Many knowlegable coders will recognize this as the infamous traveling salesman problem. Many people know that this problem is NP-complete, but with the number of locations limited to 15, a O(2ⁿ) solution will run in time.

The first thing to note is that the time to move the pen is not the cartesian distance, but rather the maximum of the x and y distances. This is because both motors can run simultaneously.

To solve the graph problem, We'll use recursion with memoization of 2ⁿ * n states. Part of the state will be a bitmask representing which lines have been drawn, and the other part will be which line endpoint the pen is located at. The recursive function will return the minimum time needed to draw the rest of the lines.

For each run of the recursive problem, we try drawing each undrawn line starting from either endpoint. The new state is that the pen is on the other side of the line just drawn, and the bitmask has a bit added for the line just drawn. We add on the time it takes to move the pen to the endpoint, and then to move the pen (while drawing) to the other endpoint. By memoizing on the state, we can reduce the runtime to O(2ⁿ * n).

Value	900
Submission Rate	46 / 184 (25.00%)
Success Rate	16 / 46 (34.78%)
High Score	haha for 637.39 points (20 mins 3 secs)
Average Score	465.11 (for 16 correct submissions)

It's that time of the year again! Baseball is one of America's greatest games, and the race for the playoffs is generally very tense. In this problem, we are trying to see if we can stop the worrying, and see if our team is out or in.

This problem seems at first like it could be solved with maximum flow, but in the end, it turns out to have a very easy greedy solution. You perform two checks on the team. If it wins all its remaining games, is it still forced out of the playoffs, and if it loses all its remaining games, is it still in the playoffs.

One of the other issues is to make sure the wins acheived in the rest of the season are consistent with the number of games played. We know that each team will play gamesLeft games. Each game is played by two teams, so the number of games left to be played by all the teams are gamesLeft * numTeams / 2. The constraints guarantee that this is a whole number. As it turns out, because of the way the constraints are, we don't have to keep track of which team plays who. We just assign wins to whichever team we want. All we have to do is to make sure no team gets more than gamesLeft wins added to their record, and that the total number of wins added equals gamesLeft * numTeams / 2.

So keeping this in mind, to answer the first question, we assign gamesLeft wins to the team in question. Then we want to assign wins to the other teams, trying to keep our team from being eliminated. If there is no possible way to do this, the team is eliminated. To keep the team at the same rank, we first can assign gamesLeft wins to all the teams that rank higher than it. If there are any games left, we should first assign wins to teams lower than it, but only enough to make those teams tie the target team.

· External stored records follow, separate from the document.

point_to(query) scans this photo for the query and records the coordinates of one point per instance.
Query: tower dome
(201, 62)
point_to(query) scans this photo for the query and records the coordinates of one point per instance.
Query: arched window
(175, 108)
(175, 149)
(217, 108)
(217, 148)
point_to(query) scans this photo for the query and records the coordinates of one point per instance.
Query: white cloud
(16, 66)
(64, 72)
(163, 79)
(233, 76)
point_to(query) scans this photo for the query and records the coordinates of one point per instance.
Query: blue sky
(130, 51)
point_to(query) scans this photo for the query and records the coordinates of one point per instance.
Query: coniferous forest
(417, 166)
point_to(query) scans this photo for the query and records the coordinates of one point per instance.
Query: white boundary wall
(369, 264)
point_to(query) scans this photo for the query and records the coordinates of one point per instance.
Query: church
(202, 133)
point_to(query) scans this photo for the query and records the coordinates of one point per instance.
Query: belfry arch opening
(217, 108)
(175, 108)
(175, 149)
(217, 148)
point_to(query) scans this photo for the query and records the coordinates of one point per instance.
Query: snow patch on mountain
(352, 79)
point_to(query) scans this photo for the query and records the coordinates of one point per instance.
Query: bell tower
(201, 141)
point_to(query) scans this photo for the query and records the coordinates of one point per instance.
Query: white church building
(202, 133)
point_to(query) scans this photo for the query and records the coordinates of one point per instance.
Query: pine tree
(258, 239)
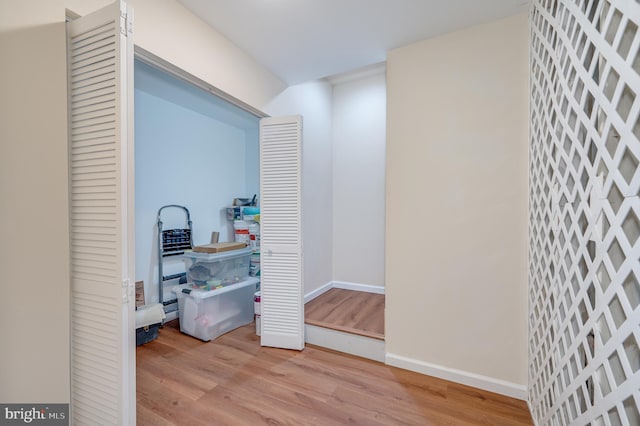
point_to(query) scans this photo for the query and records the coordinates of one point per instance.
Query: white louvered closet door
(100, 65)
(281, 232)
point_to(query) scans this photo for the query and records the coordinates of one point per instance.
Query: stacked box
(211, 270)
(207, 314)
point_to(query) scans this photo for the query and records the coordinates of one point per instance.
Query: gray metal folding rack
(172, 242)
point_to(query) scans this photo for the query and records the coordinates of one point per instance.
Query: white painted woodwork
(100, 55)
(584, 298)
(281, 232)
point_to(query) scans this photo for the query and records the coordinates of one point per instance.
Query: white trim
(318, 292)
(367, 288)
(535, 421)
(364, 72)
(354, 344)
(159, 63)
(377, 289)
(490, 384)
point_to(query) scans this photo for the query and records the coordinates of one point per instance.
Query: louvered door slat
(281, 232)
(100, 52)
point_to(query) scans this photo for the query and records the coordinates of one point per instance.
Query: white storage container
(212, 269)
(209, 314)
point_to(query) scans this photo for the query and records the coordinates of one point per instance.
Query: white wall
(33, 164)
(359, 143)
(185, 156)
(456, 230)
(313, 102)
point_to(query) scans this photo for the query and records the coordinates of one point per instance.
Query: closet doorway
(192, 148)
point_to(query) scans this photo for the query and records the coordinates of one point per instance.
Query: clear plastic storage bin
(209, 270)
(207, 314)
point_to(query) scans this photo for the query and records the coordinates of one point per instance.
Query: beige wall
(456, 228)
(359, 138)
(313, 101)
(34, 354)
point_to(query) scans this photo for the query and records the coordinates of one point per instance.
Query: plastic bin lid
(203, 294)
(209, 257)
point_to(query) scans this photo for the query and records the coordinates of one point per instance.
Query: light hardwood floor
(234, 381)
(351, 311)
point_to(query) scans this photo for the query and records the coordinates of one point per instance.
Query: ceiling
(303, 40)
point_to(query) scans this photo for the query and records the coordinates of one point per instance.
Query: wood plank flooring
(234, 381)
(351, 311)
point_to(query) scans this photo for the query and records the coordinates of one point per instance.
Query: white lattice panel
(584, 316)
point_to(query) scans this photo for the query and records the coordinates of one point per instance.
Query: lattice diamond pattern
(584, 219)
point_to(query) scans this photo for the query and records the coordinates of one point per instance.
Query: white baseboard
(343, 285)
(378, 289)
(318, 292)
(463, 377)
(365, 347)
(535, 422)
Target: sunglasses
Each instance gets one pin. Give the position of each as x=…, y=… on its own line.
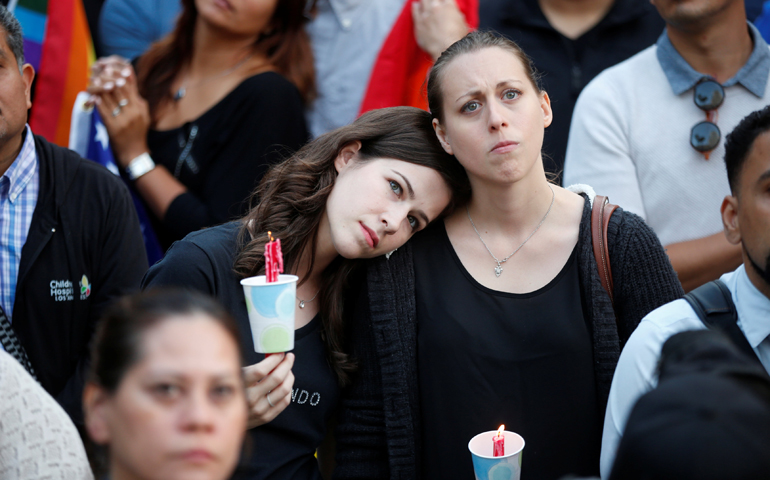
x=708, y=96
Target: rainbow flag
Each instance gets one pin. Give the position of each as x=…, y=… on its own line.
x=57, y=42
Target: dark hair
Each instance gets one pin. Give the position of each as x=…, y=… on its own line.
x=473, y=42
x=286, y=45
x=13, y=35
x=117, y=344
x=295, y=193
x=739, y=142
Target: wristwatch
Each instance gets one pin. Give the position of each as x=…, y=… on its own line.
x=139, y=166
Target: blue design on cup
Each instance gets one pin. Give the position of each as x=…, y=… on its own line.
x=284, y=304
x=265, y=299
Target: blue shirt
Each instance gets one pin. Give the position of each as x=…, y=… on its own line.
x=19, y=187
x=636, y=371
x=346, y=36
x=682, y=77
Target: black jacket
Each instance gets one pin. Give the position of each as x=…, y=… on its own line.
x=568, y=65
x=378, y=434
x=84, y=229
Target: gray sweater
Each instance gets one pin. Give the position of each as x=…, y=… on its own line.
x=378, y=435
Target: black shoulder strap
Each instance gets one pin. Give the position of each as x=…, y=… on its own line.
x=714, y=305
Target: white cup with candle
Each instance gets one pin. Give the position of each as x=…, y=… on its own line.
x=486, y=465
x=271, y=312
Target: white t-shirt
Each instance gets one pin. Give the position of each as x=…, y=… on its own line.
x=630, y=140
x=37, y=437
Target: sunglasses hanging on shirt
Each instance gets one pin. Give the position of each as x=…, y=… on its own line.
x=708, y=96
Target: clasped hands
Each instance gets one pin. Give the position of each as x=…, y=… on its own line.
x=126, y=115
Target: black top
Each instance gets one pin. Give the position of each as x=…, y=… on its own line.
x=568, y=65
x=221, y=156
x=487, y=358
x=284, y=448
x=84, y=228
x=379, y=434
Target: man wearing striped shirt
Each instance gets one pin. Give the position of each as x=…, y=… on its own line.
x=70, y=241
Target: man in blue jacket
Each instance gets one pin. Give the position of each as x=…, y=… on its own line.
x=70, y=241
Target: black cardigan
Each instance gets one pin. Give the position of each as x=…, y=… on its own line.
x=378, y=435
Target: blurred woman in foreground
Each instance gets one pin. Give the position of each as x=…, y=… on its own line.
x=165, y=392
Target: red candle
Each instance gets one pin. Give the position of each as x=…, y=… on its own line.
x=498, y=443
x=273, y=259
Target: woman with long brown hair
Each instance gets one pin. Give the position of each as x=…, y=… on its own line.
x=500, y=317
x=358, y=192
x=209, y=109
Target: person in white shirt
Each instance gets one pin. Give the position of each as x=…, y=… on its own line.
x=633, y=135
x=746, y=220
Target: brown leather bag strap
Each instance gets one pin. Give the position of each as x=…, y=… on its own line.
x=600, y=220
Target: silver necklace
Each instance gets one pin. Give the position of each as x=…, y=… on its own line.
x=180, y=94
x=303, y=302
x=499, y=267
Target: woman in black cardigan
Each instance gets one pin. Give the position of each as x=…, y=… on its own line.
x=497, y=315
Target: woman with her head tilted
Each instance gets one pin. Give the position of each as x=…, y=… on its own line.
x=211, y=106
x=355, y=193
x=500, y=305
x=165, y=393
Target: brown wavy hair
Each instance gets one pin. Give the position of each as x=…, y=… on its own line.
x=292, y=196
x=287, y=47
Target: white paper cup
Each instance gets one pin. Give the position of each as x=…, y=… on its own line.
x=271, y=312
x=487, y=467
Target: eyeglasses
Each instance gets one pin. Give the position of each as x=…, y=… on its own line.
x=708, y=96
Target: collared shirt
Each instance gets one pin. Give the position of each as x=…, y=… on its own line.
x=636, y=370
x=682, y=77
x=19, y=187
x=346, y=36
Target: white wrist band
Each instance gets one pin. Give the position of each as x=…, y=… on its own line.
x=139, y=166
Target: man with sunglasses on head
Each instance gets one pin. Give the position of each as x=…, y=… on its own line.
x=739, y=303
x=648, y=132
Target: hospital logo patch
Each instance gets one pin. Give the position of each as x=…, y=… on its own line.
x=85, y=288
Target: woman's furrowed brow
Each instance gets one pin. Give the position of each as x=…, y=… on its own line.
x=408, y=185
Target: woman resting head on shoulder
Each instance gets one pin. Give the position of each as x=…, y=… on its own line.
x=514, y=271
x=165, y=393
x=355, y=193
x=358, y=192
x=198, y=124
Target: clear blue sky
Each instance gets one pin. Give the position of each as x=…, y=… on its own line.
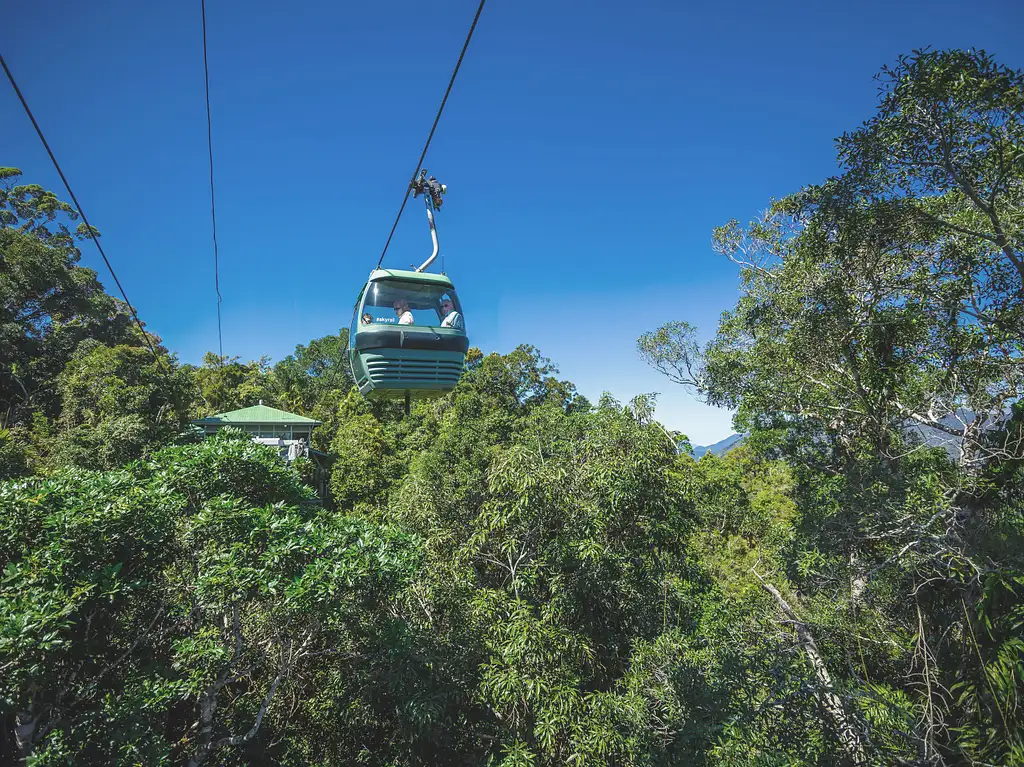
x=589, y=147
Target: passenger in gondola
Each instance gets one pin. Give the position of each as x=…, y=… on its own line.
x=401, y=309
x=452, y=317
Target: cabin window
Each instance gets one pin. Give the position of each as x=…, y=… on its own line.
x=424, y=302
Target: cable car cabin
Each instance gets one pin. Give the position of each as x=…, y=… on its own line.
x=408, y=335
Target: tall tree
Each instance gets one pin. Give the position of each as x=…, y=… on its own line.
x=48, y=303
x=881, y=314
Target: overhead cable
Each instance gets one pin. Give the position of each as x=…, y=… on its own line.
x=419, y=163
x=78, y=207
x=213, y=201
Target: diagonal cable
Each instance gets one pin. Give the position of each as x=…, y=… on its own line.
x=88, y=226
x=432, y=129
x=213, y=201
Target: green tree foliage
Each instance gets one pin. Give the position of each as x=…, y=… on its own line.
x=172, y=611
x=514, y=576
x=116, y=403
x=226, y=384
x=881, y=316
x=312, y=379
x=49, y=306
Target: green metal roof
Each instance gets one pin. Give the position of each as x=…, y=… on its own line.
x=258, y=414
x=419, y=277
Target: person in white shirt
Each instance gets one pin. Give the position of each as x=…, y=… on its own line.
x=452, y=317
x=401, y=309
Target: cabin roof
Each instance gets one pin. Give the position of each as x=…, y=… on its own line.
x=258, y=414
x=417, y=277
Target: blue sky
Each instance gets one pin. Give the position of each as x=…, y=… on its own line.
x=589, y=148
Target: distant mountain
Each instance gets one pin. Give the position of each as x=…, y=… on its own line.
x=719, y=448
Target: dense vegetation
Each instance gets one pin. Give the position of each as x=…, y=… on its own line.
x=512, y=574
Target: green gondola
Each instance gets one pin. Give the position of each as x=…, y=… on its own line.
x=408, y=337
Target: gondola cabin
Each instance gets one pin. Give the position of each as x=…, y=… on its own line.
x=408, y=336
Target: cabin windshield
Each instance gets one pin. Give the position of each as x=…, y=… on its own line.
x=390, y=301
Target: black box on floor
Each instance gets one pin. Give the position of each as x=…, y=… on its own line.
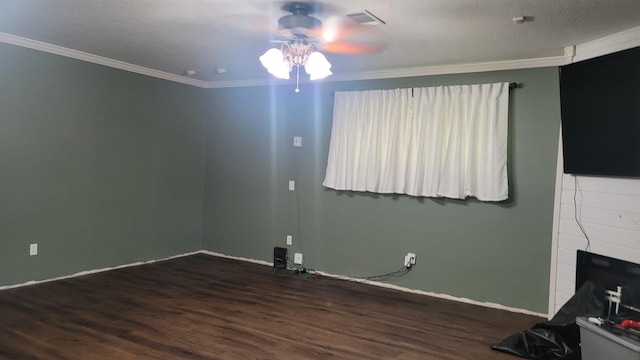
x=279, y=258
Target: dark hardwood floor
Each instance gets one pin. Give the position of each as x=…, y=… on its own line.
x=204, y=307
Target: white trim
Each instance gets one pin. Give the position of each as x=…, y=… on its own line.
x=266, y=263
x=100, y=60
x=616, y=42
x=383, y=74
x=395, y=287
x=416, y=71
x=82, y=273
x=620, y=41
x=555, y=235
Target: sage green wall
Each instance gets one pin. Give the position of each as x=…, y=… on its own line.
x=495, y=252
x=100, y=167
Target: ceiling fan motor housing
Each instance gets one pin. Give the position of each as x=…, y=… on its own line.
x=298, y=21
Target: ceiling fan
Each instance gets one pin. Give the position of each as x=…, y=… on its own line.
x=303, y=36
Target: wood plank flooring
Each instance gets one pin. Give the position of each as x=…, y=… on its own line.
x=204, y=307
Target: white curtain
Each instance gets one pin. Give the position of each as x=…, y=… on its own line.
x=446, y=141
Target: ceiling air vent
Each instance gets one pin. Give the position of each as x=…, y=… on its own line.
x=366, y=17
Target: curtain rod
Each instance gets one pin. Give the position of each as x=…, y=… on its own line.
x=512, y=85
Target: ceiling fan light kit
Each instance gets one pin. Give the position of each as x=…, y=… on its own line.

If we still have wins left to assign, we must assign those wins to the tied teams, but here, it is important to assign wins to teams which have more games left to play, as we can use up more wins on those teams without changing the rank. If all this is done correctly, and the team still isn't in the top N ranking teams, it has been eliminated.

A similar procedure is followed for the question of clinching. However, this procedure is a little simpler. We want to see if it is possible for a team to not make it into the playoffs. We still have the same constraints on the total wins assigned. Assigning wins to higher ranking teams doesn't help, since those teams cannot push our team out, so we assign wins to teams who are lower ranking until they have enough wins to just tie our team. We choose the team to assign the wins to based on how close it is to our team's record. The closer ones are chosen first because they use up fewer wins to tie our team. At the end, if the set of tied teams is not all in the playoffs, then the team cannot clinch. If our team and all the teams tied with it are in the playoffs, then the team has clinched.